Kierowca samochodu próbował wjechać w tłum osób, które brały udział w koncercie noworocznym. Policja podejrzewa, że był to atak terrorystyczny.
Zdarzenie miało miejsce w nowy rok w mieście Rochester w stanie Nowy Jork. Przed pierwszą w nocy w pobliżu sali koncertowej Kodak Center, w której odbywał się koncert noworoczny, policja przeprowadzała jego uczestników przez ulicę. W ich stronę ruszył pełnym gazem terenowy Ford Expedition.
Jego kierowca nie uderzył w tłum, bo zderzył się z Uberem, który wyjechał z pobliskiego parkingu. Siła uderzenia była tak duża, że oba pojazdy uderzyły w przechodniów, a następnie w dwa inne samochody. Następnie stanęły w płomieniach, strażacy gasili pożar przez ponad godzinę.
Para, która podróżowała Uberem, zmarła na miejscu, a jego kierowca trafił do szpitala, jego życiu nie zagraża niebezpieczeństwo. Samochody uderzyły w dwóch przechodniów, jeden jest w ciężkim stanie. Kierowca Forda trafił do szpitala, gdzie zmarł o ósmej wieczorem.

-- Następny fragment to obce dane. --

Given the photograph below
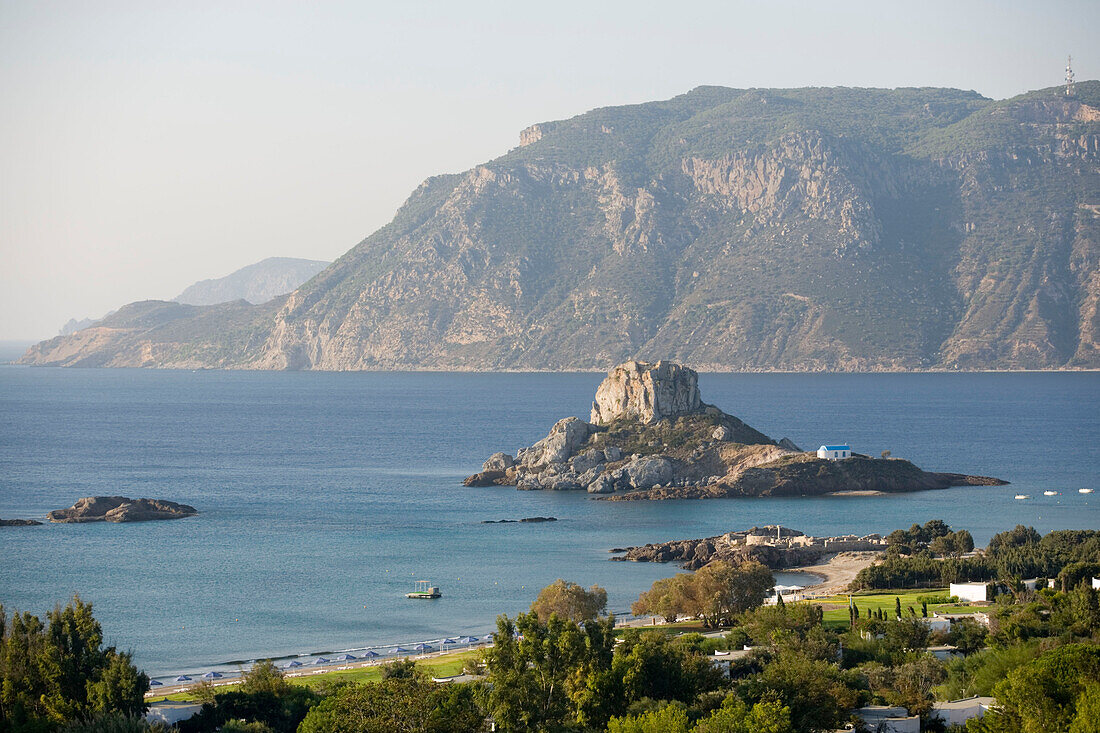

Policja ujawniła, że Forda prowadził Michael Avery, który mieszkał w mieście Syracuse. Auto wypożyczył tuż przed atakiem. Policjanci znaleźli w jego pokoju hotelowym list pożegnalny i pamiętnik, ale jego treść nie została jeszcze ujawniona. W samochodzie znaleziono też kanistry z benzyną. Śledztwo jest prowadzone pod kątem terroryzmu. Jego rodzina powiedziała śledczym, że Avery cierpiał na chorobę dwubiegunową, ale nigdy go u niej formalnie nie zdiagnozowano.